Strain the Blueberry Syrup
- Strain through a fine-mesh sieve into a clean bowl or measuring jug, pressing firmly on the blueberry skins and solids. Blueberry skins contain a high concentration of the anthocyanin pigments even after bursting — firm pressing extracts both the maximum colour and the maximum flavour from the cooked berries. The finished strained syrup should be a clear, vivid, deeply purple liquid — more specifically purple than red due to the anthocyanin's specific pH response at the syrup's slightly acidic pH. Allow to cool completely.
Build the Lemonade
- In a large pitcher, combine 180ml of the cooled blueberry syrup, 240ml of fresh lemon juice, and 750ml of ice-cold water. Stir thoroughly. Taste and assess. The lemon juice is added cold in the same approach used throughout this collection — preserving the fresh aromatic character. The combination of the blueberry syrup's integrated lemon-zest depth and the cold-added lemon juice's bright aromatic acidity produces a specifically more layered citrus character than either alone. The blueberry syrup's natural acid from the berries and the salt's amplification should make the combined base already pleasantly tart; the lemon juice provides the additional bright, clean acidity that makes it specifically refreshing.

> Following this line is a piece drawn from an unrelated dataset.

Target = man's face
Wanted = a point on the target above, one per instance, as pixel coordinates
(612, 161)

Adjust after tasting: more blueberry syrup up to 240ml for deeper colour and more pronounced berry character; more lemon juice up to 300ml for additional brightness; more cold water up to 1 litre for a lighter preparation; optional simple syrup only if the combined acidity is genuinely too aggressive rather than pleasantly sharp.
Chill and Serve
- Refrigerate for 1–2 hours until completely cold. An interesting colour transformation occurs during this period — the lemonade's colour shifts from the vivid purple of the warm syrup toward the more red-pink direction as the lemon juice's citric acid shifts the anthocyanin pigments' pH response over the chilling period. Both colours are natural and correct; the shifted cooled colour is the more specifically pink-purple visual of blueberry lemonade. Fill glasses with ice. Pour the chilled blueberry lemonade over the ice. Garnish with a lemon slice and several fresh blueberries resting on the ice. Serve immediately.
Notes
Blueberry's anthocyanin pigments are specifically pH-responsive — their colour changes across the pH spectrum from red at lower pH values (more acidic) through purple at moderate pH to blue at higher pH values (more alkaline). The finished lemonade's colour depends on the combined pH of the blueberry syrup and the lemon juice, which shifts the anthocyanins toward the red-pink register of the pH spectrum. This is why blueberry lemonade looks pink-purple rather than the vivid blue-purple of blueberries themselves — the lemon juice's acidity shifts the pigments' colour appearance. This colour shift is completely natural and is the correct appearance of the finished drink.
The 100g of white sugar in this syrup is calibrated for average-sweetness fresh blueberries. Cultivated blueberries (the large, sweet commercial variety) contain more natural sugar than wild blueberries (smaller, more intensely flavoured, more tart); for wild blueberries, the sugar may need to be increased to 120g.